Last week esteemed (admittedly not always around here) coach Alain Vigneault surpassed Marc Crawford as the winningest bench boss in team history. While he is the most successful coach in franchise history, declaring him the greatest is likely premature.
Vigneault surpassed the win total in roughly a full season less than it took the chirpy Crawford. In the end, it’s an accomplishment of note despite the fact he has had the good fortune of presiding over the most talented collection of Canucks ever assembled.
Ultimately, what has impressed us about Coach V is his willingness to change his team’s style to accommodate the mix of players (not to mention the wishes of Mike Gillis). Indeed, his lofty victory total owes more to his ability to adapt through two management regimes than anything else.
You will recall the early AV years that featured Roberto Luongo at his peak and a pop gun offense. Those teams took lots of penalties too, particularly fighting majors, adopting the on ice temperament of Vigneault, a hard rock defenseman in his day.
When Mike Gillis arrived on the scene, it became clear that the model for this franchise was going to be based on the likes of the Detroit Red Wings, as opposed to say, the New Jersey Devils (Dave Nonis’ pursuit of Roberto Luongo was based on the speculation that he was the next Martin Brodeur).
And under AV’s watch the team transformed from a tight checking highly penalized team to one that succeeded by turning the other cheek, whilst making the opposition pay on the scoreboard with a lethal power play. This new found discipline left the team with a record breaking regular season and a brush with the Stanley Cup.

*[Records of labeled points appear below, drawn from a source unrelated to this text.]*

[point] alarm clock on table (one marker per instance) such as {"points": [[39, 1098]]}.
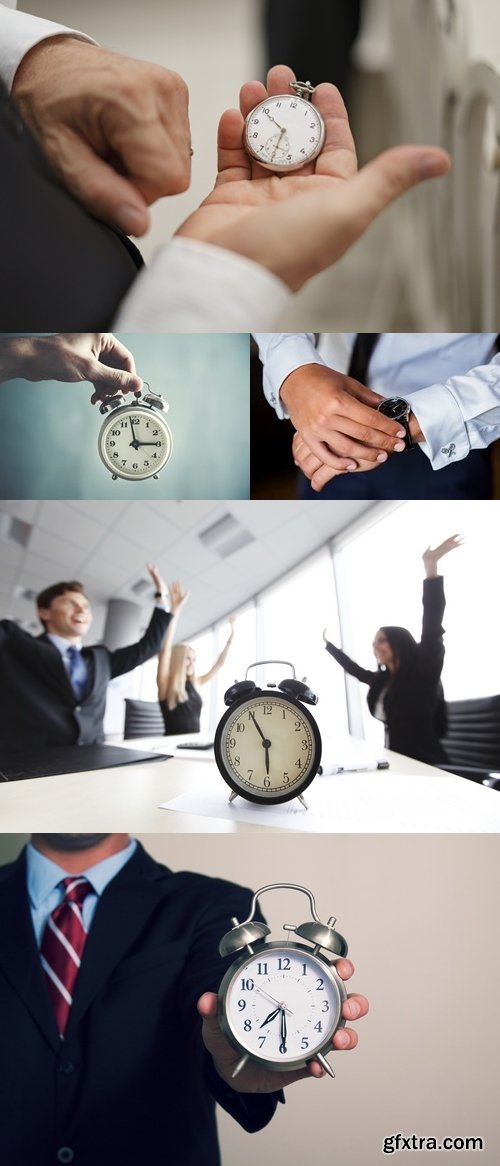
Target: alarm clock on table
{"points": [[267, 744]]}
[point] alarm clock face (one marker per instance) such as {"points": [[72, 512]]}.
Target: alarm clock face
{"points": [[281, 1005], [134, 443], [284, 132], [268, 747]]}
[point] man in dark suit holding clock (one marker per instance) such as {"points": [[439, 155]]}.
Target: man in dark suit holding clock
{"points": [[53, 692], [118, 1068]]}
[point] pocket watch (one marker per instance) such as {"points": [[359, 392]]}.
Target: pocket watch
{"points": [[280, 1002], [267, 745], [287, 131], [134, 441]]}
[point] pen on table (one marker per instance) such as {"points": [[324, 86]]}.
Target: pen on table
{"points": [[328, 770]]}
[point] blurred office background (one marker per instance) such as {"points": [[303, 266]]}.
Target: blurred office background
{"points": [[284, 569], [420, 70]]}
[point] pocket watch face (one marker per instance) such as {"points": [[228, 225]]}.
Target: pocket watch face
{"points": [[281, 1005], [134, 443], [284, 132], [268, 747]]}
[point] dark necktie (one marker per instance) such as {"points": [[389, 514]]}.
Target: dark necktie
{"points": [[76, 672], [364, 346], [62, 946]]}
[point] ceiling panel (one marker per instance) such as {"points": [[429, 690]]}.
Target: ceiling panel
{"points": [[106, 545]]}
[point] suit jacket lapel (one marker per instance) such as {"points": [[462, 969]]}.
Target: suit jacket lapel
{"points": [[20, 957], [58, 673], [122, 912]]}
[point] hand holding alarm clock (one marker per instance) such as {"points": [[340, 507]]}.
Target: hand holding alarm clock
{"points": [[281, 1005]]}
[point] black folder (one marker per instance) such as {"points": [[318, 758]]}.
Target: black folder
{"points": [[16, 764]]}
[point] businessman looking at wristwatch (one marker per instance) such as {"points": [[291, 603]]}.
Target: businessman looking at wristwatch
{"points": [[432, 405]]}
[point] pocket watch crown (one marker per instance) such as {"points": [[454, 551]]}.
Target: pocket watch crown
{"points": [[241, 936], [324, 935]]}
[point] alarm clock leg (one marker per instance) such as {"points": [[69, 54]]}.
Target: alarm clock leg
{"points": [[240, 1066], [324, 1063]]}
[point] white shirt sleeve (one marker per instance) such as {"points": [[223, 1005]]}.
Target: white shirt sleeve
{"points": [[281, 352], [195, 287], [460, 415], [19, 32]]}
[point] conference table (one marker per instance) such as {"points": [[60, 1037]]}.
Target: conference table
{"points": [[185, 793]]}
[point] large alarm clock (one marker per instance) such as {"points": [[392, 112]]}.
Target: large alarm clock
{"points": [[280, 1002], [134, 441], [267, 744]]}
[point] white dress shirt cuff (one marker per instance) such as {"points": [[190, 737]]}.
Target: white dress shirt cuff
{"points": [[195, 287], [443, 425], [19, 32], [288, 353]]}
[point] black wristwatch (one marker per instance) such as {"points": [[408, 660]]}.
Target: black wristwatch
{"points": [[398, 409]]}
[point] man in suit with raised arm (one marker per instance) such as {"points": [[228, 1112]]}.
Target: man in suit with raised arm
{"points": [[53, 690], [110, 1063]]}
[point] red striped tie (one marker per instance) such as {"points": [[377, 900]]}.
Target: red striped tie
{"points": [[62, 946]]}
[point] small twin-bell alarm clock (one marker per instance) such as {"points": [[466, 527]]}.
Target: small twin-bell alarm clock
{"points": [[267, 745], [280, 1003], [134, 441]]}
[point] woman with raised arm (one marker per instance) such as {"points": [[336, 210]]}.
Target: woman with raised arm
{"points": [[406, 692], [178, 686]]}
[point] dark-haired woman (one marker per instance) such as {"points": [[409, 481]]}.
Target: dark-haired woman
{"points": [[406, 692]]}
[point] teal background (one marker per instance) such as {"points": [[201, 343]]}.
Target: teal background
{"points": [[49, 430]]}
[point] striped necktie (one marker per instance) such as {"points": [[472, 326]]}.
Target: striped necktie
{"points": [[62, 946], [364, 346], [77, 671]]}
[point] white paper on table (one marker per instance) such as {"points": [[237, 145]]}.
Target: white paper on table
{"points": [[382, 801]]}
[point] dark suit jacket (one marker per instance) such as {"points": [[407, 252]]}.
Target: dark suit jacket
{"points": [[414, 702], [62, 269], [132, 1083], [37, 704]]}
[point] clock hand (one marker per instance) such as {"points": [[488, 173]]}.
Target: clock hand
{"points": [[256, 727], [283, 128], [272, 1016], [283, 1031], [277, 145]]}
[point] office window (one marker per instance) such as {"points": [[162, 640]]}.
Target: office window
{"points": [[380, 575], [291, 617]]}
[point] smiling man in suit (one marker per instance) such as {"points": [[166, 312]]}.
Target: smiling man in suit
{"points": [[53, 692], [120, 1060]]}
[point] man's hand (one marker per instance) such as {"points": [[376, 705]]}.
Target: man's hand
{"points": [[337, 418], [114, 130], [297, 224], [430, 556], [256, 1079], [72, 357]]}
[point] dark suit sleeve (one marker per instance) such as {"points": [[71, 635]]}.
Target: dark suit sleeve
{"points": [[6, 630], [431, 647], [134, 654], [350, 666]]}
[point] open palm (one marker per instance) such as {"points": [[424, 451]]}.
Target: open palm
{"points": [[297, 224]]}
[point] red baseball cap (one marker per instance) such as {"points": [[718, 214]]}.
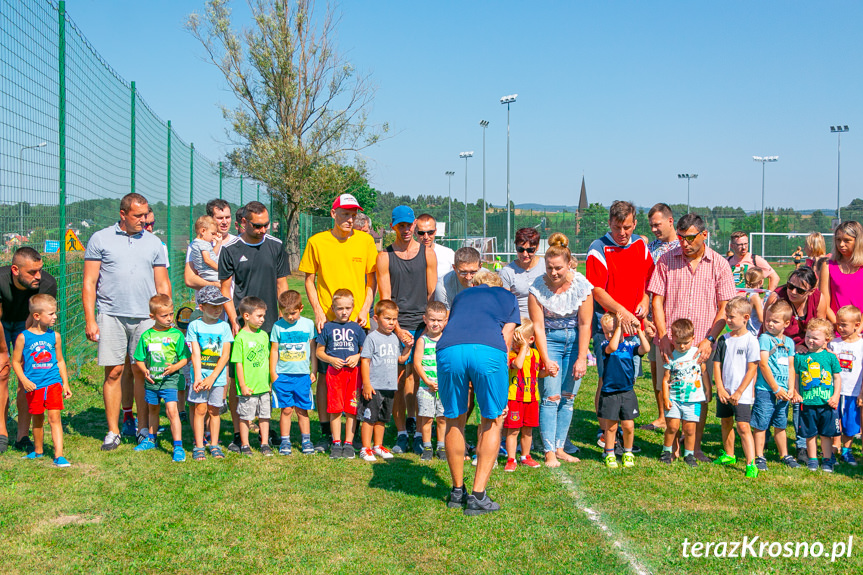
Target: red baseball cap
{"points": [[347, 201]]}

Equally impressive has been AV’s ability to hold the attention of his players for much longer than his predecessor; Crawford having lost the room long before he was finally canned - some might say as far back as the 2003 playoff meltdown against the Minnesota Wild. Though in fairness to Crawford, Vigneault hasn’t had to deal with the likes of Todd Bertuzzi.
So suffice is to say Vigneault gets full credit for outperforming the likely overrated Crawford, but is he the greatest Canuck coach ever?
Under Pat Quinn’s tenure the franchise came just as close to a Stanley Cup win as last year’s edition. And had Quinn not handed the keys to the car to Rick Ley, and later Tom Renney, Vigneault might still be chasing Quinn for the most Canuck coaching victories instead of having passed Crawford.
And even if Vigneault should bring home the ultimate prize, it is unlikely he will be immortalized at Rogers Arena with the larger-than-life statue that salutes the contributions of Roger Neilson, an actual coaching pioneer.
The Stanley Cup, of course, is all that matters to the franchise at this point. And in that regard, the jury is still out on Vigneault.
As much as this team was one win away from immortality last season, they were also one goal away from blowing a 3-0 series lead against the Chicago Black Hawks, a collapse what would have certainly cost AV his job. And after leading the Stanley Cup Final series 2-0 and then 3-2, they were outscored 9-2 in the final 2 games with the Cup hanging in the balance.
His playoff elimination game record of 7 wins and 11 losses is poor and while it is marred as much by hot and cold goaltending performances from Roberto Loungo as anything else, it is this record that will ultimately tell the tale on his coaching tenure for a team that has never been more poised for a championship.
Vigneault’s story, despite the relatively lavish victory totals, is still unfinished. It will end either heroically with a Stanley Cup championship or tragically with Vigneault remembered mostly as the guy that couldn’t win the big game.